Dudas que, lejos de disiparse, se acrecentarían tras visitas científicas al lugar realizadas en 2011 y 2012. En ellas se determinó que el Viedma estaba formado mayormente por rocas metamórficas y sedimentarias, es decir, y al igual que lo describiera Shipton, sin origen volcánico. Por otra parte, existían depresiones rellenadas por pequeñas lagunas que previamente habían sido identificadas como cráteres, pero que ahora eran vinculadas con la acción erosiva propia de los glaciares. En síntesis, el Viedma no era más que un simple nunatak ubicado a unos 1000 m bajo el nivel del mar en promedio. ¿Nuna-qué? Nunatak es una palabra que viene del inuit (un pueblo esquimal) que señala a un promontorio rocoso rodeado de una planicie o campo de hielo, algo muy común de ver en la Patagonia o en cualquier sitio de paisajes glaciares.

Laguna ubicada en una depresión considerada un cráter – Blampied et al (2012)

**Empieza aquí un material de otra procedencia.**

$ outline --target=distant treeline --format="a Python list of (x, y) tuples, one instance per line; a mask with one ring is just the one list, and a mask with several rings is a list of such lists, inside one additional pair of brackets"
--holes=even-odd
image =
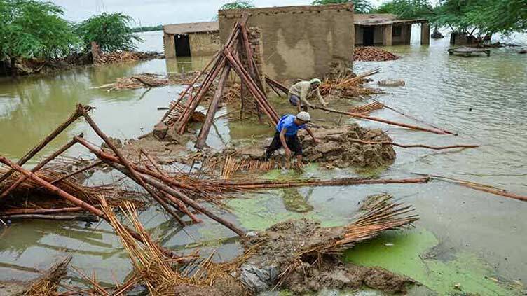
[(137, 32), (151, 32), (152, 31), (163, 31), (163, 24), (157, 26), (144, 26), (137, 27), (137, 28), (132, 28), (132, 31), (134, 33)]

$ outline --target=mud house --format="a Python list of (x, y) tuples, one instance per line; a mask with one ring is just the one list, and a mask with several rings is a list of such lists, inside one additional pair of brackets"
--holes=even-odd
[(355, 36), (350, 4), (220, 10), (222, 43), (245, 11), (250, 14), (247, 27), (255, 57), (270, 76), (310, 78), (332, 66), (351, 66)]
[(167, 58), (213, 55), (219, 49), (217, 22), (167, 24), (163, 31)]
[(356, 14), (354, 19), (357, 46), (409, 45), (413, 24), (421, 24), (421, 44), (430, 43), (430, 26), (426, 20), (397, 20), (389, 13)]

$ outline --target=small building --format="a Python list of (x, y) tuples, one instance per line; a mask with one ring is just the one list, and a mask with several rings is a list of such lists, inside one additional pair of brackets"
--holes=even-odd
[(258, 66), (271, 77), (307, 79), (332, 67), (351, 66), (355, 35), (350, 3), (220, 10), (222, 43), (244, 13), (250, 15), (247, 28), (255, 58), (261, 61)]
[(427, 20), (397, 20), (390, 13), (356, 14), (354, 20), (356, 46), (409, 45), (413, 24), (421, 24), (421, 44), (430, 44)]
[(167, 58), (214, 55), (219, 50), (218, 22), (166, 24), (163, 31)]

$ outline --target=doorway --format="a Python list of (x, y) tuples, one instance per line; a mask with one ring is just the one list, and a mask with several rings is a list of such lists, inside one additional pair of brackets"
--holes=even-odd
[(189, 35), (174, 35), (176, 43), (176, 57), (190, 57), (191, 43)]
[(362, 45), (373, 46), (374, 45), (374, 27), (362, 27)]

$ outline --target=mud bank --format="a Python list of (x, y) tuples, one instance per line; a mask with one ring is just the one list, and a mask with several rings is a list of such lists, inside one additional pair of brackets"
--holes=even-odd
[[(365, 141), (392, 141), (381, 129), (368, 129), (358, 125), (336, 128), (313, 129), (320, 143), (315, 144), (307, 134), (299, 134), (302, 143), (303, 155), (310, 162), (317, 162), (327, 167), (340, 168), (377, 167), (390, 164), (395, 159), (395, 150), (391, 146), (362, 144), (353, 140)], [(241, 146), (234, 149), (232, 154), (239, 158), (261, 159), (271, 139), (251, 146)], [(281, 162), (285, 156), (275, 153), (273, 160)]]
[(246, 250), (257, 251), (240, 267), (240, 281), (254, 292), (278, 285), (294, 293), (362, 287), (404, 293), (416, 283), (383, 268), (344, 263), (338, 255), (304, 253), (305, 250), (343, 237), (344, 232), (344, 227), (322, 227), (307, 219), (278, 223), (243, 242)]

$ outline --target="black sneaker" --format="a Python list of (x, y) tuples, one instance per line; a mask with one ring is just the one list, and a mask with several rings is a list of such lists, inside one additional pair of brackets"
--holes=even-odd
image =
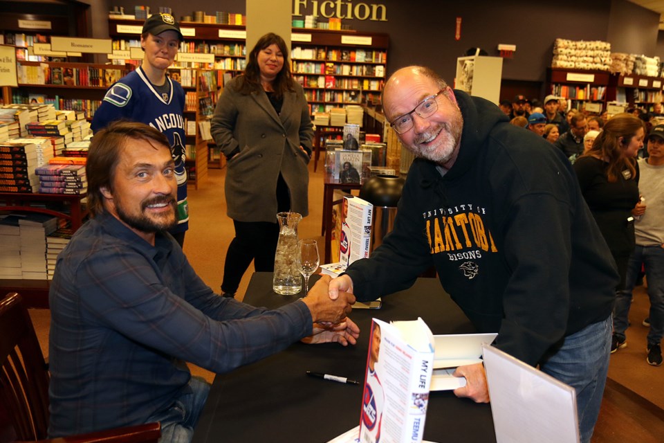
[(619, 349), (622, 349), (627, 345), (627, 341), (622, 339), (621, 341), (617, 335), (614, 334), (611, 339), (611, 353), (613, 354)]
[(649, 365), (659, 366), (662, 364), (662, 348), (659, 343), (648, 343), (648, 358), (645, 359)]

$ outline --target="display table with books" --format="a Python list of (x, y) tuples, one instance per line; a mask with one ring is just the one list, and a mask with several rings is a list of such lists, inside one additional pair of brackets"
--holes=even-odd
[[(71, 222), (71, 228), (76, 230), (83, 224), (88, 211), (83, 208), (81, 200), (86, 193), (42, 194), (27, 192), (0, 192), (0, 210), (42, 213), (59, 217)], [(63, 204), (66, 210), (58, 210), (40, 204)], [(65, 212), (66, 210), (66, 212)]]
[[(271, 273), (256, 273), (244, 301), (276, 308), (299, 295), (277, 296)], [(312, 278), (311, 284), (313, 284)], [(295, 343), (288, 349), (228, 374), (218, 374), (195, 429), (193, 443), (320, 442), (360, 424), (362, 381), (371, 318), (385, 321), (421, 317), (434, 334), (474, 332), (463, 312), (435, 278), (418, 278), (406, 291), (382, 298), (378, 309), (354, 309), (358, 344)], [(348, 377), (359, 385), (306, 376), (306, 371)], [(424, 439), (438, 443), (495, 442), (489, 404), (431, 392)]]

A pesar de ello, el Viedma seguía siendo parte de los catálogos volcánicos oficiales. El tiempo siguió transcurriendo hasta que ocurrió lo impensado. En noviembre de 2018 una expedición reportó lo que parecía un lahar derivado de actividad eruptiva muy reciente,  ya que el fenómeno no había sido visto cuando sus integrantes pasaron por allí pocos días antes. Esto sucedía en el Cordón Mariano Moreno, una cordillera ubicada a pocos kilómetros al norte-noroeste del Viedma. Conocida la noticia, la expectación aumentaba y las especulaciones también: ¿se descubrió un nuevo volcán? ¿sería este el real culpable de los depósitos cerca del Viedma?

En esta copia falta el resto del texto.